Ronaldo nie wytrzymał. Tak potraktował sędziego

2 godzin temu
Al-Nassr wygrało 3:1 z Neom SC, a jednym z bohaterów został Cristiano Ronaldo. Nie dość, iż zdobył gola, to jeszcze jedno z nagrań z jego udziałem stało się viralem w sieci. Portugalczyk był bowiem mocno niezadowolony z pracy sędziego i wymownie dał znać o swojej frustracji. Przekonał się o niej sam arbiter. Kamery wszystko nagrały.
Cristiano Ronaldo uparcie dąży do realizacji celu, jakim jest przekroczenie magicznej bariery 1000. bramek w karierze. w tej chwili ma ich na koncie 953. Jedną dorzucił w sobotni wieczór, kiedy jego Al-Nassr grało na wyjeździe z drużyną Marcina Bułki, Neom SC. Po tym meczu więcej jednak niż o trafieniu Portugalczyka, mówi się o słowach, które wygłosił do głównego rozjemcy spotkania. Był wyraźnie poirytowany pracą sędziów i nie zamierzał tego ukrywać.

REKLAMA







Zobacz wideo Lech zakpił z Hiszpanów. "Wolałbym mieć taką szatnię niż takich piłkarzy"



Cristiano Ronaldo wściekły na sędziego. Rzucił w jego stronę kilka ironicznych słów
Al-Nassr było dominującą stroną w pierwszej partii. Ronaldo i spółka oddali aż 13 strzałów, z czego cztery celne, ale żaden z nich nie zatrzepotał w siatce. To mocno frustrowało Portugalczyka, podobnie jak i wspomniani arbitrzy. Jego zdaniem sędziowali niewłaściwie, ale najbardziej zdenerwowała go decyzja z końcówki pierwszej połowy. Wtedy główny rozjemca przerwał dobrze zapowiadający się atak Al-Nassr i zaprosił piłkarzy na przerwę.


40-latek nie wytrzymał i dał upust emocjom.

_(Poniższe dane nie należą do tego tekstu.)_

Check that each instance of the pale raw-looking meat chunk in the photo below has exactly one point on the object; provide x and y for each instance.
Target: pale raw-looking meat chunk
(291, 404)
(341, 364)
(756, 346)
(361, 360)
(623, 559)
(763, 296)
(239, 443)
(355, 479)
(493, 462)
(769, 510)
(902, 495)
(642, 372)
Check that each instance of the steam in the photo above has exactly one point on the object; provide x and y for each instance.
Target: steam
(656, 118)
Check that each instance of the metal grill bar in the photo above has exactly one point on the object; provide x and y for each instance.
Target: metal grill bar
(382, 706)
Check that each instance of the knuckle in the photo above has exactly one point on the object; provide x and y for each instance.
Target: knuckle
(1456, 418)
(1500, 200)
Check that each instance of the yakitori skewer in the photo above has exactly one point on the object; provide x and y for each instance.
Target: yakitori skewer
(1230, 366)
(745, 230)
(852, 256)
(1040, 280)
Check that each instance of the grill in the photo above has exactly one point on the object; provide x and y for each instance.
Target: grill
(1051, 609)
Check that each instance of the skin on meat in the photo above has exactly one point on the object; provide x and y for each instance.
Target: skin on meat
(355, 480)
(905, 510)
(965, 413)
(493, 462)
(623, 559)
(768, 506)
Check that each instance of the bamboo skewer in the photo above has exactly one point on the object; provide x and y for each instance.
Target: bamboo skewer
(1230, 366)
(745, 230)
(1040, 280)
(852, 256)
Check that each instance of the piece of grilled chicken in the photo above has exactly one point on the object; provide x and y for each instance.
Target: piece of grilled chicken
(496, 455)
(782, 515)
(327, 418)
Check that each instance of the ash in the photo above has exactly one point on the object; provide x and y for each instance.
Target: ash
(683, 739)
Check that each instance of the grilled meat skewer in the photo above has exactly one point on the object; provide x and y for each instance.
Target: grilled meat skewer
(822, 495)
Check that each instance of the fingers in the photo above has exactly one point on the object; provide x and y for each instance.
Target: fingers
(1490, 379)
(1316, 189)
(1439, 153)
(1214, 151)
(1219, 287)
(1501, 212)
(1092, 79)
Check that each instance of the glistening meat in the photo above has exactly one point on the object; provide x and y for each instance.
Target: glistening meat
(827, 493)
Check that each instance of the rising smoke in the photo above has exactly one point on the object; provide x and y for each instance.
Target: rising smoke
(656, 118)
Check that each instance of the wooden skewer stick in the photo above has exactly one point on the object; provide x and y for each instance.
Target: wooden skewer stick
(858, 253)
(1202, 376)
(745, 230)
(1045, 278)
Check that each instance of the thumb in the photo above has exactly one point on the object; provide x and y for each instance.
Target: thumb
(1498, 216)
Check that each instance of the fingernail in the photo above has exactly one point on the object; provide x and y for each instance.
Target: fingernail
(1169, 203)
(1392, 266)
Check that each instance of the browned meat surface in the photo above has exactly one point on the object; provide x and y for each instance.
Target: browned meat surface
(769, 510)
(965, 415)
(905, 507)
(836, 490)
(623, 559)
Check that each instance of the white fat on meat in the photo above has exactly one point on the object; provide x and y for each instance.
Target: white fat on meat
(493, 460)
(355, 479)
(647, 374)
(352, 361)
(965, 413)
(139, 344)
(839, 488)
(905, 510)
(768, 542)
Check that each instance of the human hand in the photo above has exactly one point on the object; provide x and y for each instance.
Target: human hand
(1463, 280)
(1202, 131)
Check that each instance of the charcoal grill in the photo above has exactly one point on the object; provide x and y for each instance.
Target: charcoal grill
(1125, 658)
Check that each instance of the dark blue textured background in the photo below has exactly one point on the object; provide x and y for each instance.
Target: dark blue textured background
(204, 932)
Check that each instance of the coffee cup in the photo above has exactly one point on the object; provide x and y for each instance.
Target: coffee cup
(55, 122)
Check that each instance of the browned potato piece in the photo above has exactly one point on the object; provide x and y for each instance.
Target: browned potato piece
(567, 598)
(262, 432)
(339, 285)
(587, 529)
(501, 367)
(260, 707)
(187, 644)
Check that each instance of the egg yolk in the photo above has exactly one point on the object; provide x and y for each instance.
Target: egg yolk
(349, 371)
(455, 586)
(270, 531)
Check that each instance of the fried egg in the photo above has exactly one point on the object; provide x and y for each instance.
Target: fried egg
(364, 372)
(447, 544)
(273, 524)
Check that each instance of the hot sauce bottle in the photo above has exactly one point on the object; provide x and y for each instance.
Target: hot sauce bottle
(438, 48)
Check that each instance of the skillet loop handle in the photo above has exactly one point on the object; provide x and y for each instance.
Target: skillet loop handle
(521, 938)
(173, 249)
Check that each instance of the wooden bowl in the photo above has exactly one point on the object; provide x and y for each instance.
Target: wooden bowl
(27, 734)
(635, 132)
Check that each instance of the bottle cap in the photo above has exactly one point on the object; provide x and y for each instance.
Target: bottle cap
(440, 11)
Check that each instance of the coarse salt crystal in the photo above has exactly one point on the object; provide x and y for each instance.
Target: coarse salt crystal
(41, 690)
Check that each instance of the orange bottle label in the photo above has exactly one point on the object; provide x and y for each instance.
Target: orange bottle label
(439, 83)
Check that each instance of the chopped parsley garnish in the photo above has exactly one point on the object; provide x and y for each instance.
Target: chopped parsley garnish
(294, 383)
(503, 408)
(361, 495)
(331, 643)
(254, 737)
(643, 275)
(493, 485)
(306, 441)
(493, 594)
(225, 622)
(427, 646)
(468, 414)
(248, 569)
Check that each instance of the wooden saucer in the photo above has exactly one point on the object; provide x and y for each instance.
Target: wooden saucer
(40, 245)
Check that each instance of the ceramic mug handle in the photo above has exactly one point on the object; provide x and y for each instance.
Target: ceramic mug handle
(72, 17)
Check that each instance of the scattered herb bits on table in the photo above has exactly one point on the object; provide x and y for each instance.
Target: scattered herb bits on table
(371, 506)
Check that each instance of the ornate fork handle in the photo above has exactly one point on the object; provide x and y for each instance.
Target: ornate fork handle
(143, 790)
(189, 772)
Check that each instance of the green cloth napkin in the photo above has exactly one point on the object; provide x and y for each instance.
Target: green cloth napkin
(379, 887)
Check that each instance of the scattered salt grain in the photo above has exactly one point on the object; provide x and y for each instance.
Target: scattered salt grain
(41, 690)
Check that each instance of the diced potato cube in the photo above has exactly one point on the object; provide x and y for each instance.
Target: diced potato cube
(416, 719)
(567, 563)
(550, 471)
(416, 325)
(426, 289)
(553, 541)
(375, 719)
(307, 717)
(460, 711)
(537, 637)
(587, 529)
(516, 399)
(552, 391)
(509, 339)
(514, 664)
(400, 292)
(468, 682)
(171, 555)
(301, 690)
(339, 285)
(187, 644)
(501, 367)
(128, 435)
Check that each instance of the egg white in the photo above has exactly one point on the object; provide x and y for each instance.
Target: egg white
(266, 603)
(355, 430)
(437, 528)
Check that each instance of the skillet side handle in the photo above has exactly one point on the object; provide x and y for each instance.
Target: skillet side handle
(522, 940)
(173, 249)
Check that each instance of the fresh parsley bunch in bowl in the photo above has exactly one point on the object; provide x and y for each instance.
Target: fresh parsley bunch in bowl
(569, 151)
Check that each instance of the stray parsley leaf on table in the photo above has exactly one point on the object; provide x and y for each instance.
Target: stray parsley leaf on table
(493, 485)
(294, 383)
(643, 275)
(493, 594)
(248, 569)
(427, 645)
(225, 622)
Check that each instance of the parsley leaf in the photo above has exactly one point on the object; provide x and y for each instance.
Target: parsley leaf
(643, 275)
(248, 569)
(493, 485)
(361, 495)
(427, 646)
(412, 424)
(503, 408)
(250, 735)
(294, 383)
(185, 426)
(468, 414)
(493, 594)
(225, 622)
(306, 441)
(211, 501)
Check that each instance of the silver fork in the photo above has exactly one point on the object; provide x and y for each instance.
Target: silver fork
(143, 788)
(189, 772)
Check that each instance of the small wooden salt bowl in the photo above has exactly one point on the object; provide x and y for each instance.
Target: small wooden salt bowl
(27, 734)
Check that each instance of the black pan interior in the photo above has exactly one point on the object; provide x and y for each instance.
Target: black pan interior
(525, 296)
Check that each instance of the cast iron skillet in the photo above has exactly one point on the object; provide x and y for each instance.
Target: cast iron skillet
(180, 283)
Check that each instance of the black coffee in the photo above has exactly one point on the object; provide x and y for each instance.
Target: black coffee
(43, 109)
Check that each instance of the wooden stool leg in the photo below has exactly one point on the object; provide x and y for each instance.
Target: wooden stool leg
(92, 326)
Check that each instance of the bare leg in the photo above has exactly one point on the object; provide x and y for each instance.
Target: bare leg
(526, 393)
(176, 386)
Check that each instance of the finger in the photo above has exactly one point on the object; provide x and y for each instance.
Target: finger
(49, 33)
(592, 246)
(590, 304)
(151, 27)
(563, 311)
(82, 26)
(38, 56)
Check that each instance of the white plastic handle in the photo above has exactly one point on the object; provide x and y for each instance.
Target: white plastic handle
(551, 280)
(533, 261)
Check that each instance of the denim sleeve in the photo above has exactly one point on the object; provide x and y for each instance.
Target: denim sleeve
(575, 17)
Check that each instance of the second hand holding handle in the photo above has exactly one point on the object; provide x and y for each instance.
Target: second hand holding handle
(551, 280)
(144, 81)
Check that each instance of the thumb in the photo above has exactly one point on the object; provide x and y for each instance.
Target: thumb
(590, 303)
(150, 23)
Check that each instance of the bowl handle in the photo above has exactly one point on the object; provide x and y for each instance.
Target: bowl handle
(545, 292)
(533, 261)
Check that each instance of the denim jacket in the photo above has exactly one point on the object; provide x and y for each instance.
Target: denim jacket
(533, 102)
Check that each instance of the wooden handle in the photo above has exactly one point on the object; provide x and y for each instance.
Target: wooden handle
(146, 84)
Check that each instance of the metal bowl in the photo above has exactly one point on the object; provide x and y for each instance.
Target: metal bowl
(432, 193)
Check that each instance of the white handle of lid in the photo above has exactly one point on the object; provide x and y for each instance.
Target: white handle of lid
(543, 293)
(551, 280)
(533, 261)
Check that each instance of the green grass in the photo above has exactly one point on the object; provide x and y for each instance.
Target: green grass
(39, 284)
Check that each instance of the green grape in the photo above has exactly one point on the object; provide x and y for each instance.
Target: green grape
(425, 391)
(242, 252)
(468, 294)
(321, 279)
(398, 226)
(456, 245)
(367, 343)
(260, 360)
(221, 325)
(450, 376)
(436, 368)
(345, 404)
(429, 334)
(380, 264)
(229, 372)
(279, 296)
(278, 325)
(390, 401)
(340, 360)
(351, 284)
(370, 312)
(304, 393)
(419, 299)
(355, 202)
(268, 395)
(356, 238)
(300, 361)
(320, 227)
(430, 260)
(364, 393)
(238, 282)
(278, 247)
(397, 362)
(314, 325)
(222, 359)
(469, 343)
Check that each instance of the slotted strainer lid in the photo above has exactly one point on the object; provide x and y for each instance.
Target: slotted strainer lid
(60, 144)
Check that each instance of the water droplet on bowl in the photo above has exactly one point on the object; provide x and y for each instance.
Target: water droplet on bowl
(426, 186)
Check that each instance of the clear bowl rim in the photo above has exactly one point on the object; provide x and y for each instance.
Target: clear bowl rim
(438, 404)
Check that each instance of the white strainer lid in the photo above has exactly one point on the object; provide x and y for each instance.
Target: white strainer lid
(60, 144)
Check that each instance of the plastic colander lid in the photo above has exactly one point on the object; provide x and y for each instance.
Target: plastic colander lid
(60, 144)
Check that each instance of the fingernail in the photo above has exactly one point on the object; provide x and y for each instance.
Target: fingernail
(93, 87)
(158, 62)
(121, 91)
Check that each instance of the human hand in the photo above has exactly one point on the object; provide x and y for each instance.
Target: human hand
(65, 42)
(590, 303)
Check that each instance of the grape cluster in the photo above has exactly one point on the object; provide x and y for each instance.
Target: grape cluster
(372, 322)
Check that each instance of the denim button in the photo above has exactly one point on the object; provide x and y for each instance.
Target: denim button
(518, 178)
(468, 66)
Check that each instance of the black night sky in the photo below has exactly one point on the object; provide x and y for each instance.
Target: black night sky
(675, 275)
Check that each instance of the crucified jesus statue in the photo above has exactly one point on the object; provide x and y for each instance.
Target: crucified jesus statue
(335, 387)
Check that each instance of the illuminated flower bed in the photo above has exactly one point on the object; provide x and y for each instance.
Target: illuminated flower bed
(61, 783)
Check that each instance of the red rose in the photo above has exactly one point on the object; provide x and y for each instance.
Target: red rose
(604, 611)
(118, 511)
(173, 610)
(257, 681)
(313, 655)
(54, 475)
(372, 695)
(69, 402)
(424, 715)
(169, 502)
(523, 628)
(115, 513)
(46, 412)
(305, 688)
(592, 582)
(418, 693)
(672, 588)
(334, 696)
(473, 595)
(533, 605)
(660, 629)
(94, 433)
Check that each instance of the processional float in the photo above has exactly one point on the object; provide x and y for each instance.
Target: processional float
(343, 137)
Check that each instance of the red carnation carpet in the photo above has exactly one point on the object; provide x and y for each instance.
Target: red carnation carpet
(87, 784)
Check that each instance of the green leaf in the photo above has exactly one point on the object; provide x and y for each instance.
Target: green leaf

Jak informuje "The Sun", "kapitan Portugalii skonfrontował się z sędzią, gdy obie drużyny wracały do szatni". Co takiego powiedział arbitrowi? Kamery wszystko zarejestrowały. - Brawo, brawo. Tak trzymaj, dobra robota, naprawdę dobra robota - krzyczał Ronaldo, co ewidentnie było mocno ironiczne. Wykonał też wymowny gest kciuka w górę. Kartki ani upomnienia za swoje zachowanie jednak nie dostał.






Ostatecznie w drugiej połowie wynik uległ zmianie. Z bezbramkowego remisu zrobiło się 3:1 dla Al-Nassr. Jedną z bramek, a konkretnie tę z rzutu karnego, zdobył Ronaldo. Zwycięstwo pozwoliło drużynie Portugalczyka umocnić się na prowadzeniu Saudi Pro League. Po ośmiu meczach ma 24 punkty na koncie. Smaku porażki jeszcze nie zaznała i zmierza po pierwszy tytuł mistrzowski z Ronaldo w składzie. Na drugiej lokacie jest Al-Taawon ze stratą trzech "oczek" do lidera.
Zobacz też: Z Niemiec niosą się wieści o Lewandowskim. Gigant chce go już zimą.



Ronaldo jedzie na zgrupowanie
Bramka z sobotniego meczu doda pewności siebie napastnikowi przed zbliżającym się zgrupowaniem reprezentacji Portugalii. Teraz czekają go starcia z Irlandią i Armenią. Nie ulega wątpliwości, iż to piłkarze Roberto Martineza będą faworytami, a Ronaldo stanie przed kolejną szansą na trafienia. Kto wie, jeżeli utrzyma formę, to już za kilka miesięcy może faktycznie przekroczyć te 1000 bramek. W tym sezonie zdobył już 10 goli w klubie i pięć w kadrze.